In 1886, she moved to the Midwest to work as a schoolteacher in the newly created Vermont City, Dakota Territory (now Loyalton, South Dakota), part of the Dakota Boom. By the time the colony had dwindled in 1890, Lovejoy moved to attend the Wellesley College of the newly formed University of Chicago, where she graduated with an AB degree in 1897.  She then taught at the St. Cloud Normal School in Minnesota, where she wrote her novel, Dandelion, Or Out of the Shadows.  Published in 1899, this sentimental novel set primarily in Vermont tells the story of a young woman, Adnah Craik, who first seeks to find her parents and then to prove that she is not illegitimate. Both Lovejoy and Adnah share careers as school teachers, both go on to get higher education later in life, and one of the characters experiences the death of a husband.  Lovejoy later taught high school grammar and literature in Helena, Montana.

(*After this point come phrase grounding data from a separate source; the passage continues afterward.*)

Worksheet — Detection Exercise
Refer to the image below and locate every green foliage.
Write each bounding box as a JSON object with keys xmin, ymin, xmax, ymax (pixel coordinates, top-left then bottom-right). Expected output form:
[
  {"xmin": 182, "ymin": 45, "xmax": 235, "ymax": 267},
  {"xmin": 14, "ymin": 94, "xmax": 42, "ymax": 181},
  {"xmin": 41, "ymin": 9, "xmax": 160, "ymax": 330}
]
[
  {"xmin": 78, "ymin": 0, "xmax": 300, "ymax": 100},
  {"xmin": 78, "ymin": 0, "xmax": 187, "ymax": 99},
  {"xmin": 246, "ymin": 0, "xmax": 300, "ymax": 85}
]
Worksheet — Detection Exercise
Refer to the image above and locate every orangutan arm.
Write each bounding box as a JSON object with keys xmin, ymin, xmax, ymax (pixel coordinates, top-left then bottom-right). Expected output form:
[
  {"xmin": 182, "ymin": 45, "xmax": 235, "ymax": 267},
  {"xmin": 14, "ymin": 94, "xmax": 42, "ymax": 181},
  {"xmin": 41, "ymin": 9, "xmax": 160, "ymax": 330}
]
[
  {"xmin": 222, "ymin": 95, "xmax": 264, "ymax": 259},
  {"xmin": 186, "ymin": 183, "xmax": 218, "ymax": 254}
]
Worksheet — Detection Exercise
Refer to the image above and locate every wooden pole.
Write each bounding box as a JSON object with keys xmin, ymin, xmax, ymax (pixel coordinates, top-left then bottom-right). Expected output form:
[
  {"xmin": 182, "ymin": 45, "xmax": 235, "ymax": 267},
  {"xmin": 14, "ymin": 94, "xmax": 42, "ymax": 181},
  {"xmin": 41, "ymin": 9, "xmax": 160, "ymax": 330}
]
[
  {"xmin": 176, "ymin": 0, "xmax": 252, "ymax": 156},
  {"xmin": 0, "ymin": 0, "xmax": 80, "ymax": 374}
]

In 1906, at the request of the town of South Royalton, Lovejoy moved back to Vermont to work on her most extensive project, the thousand-page History of Royalton, Vermont, with Family Genealogies, 1769-1911 in two volumes, completed in 1911.  This massive undertaking, carried out with the help of the local women’s society and donations, collected local family genealogies and traced extended family members across the country, including the history of Joseph Smith (born nearby in Sharon).  While she worked on this project, she also again worked at the Royalton Academy.  She also created the South Royalton Library and was involved in the town’s debates regarding the building of the Joseph Smith Birthplace Memorial.

== Works ==

- “Our Household Pet,” Arthur’s Lady’s Home Magazine, Vol. XXXIV, p.21 (July 1869). Philadelphia.
- “Something to Do,” The Household: A Monthly Journal Devoted to the Interests of the American Housewife, Vol. 7, No. 2, p. 43 (February, 1874).  Brattleboro, VT.
- “Making the Best of It,” The Household: A Monthly Journal Devoted to the Interests of the American Housewife, Vol. 7, No. 12, p. 279-280 (December, 1874).  Brattleboro, VT.
- “Why Do We Lie?” The Household: A Monthly Journal Devoted to the Interests of the American Housewife, Vol. 8, No. 11, p. 259 (November, 1875).  Brattleboro, VT.
- “A School-Girl’s View of Examination Day,” Journal of Education, Vol. XXXV (June 23, 1892). Chicago.
- Dandelion; Or, Out of the Shadows. Chicago: F. Tennyson Neely, 1899.
- History of Royalton, Vermont, with Family Genealogies, 1769-1911. 2 Vols. Burlington, VT: Free Press Printing Company, 1911.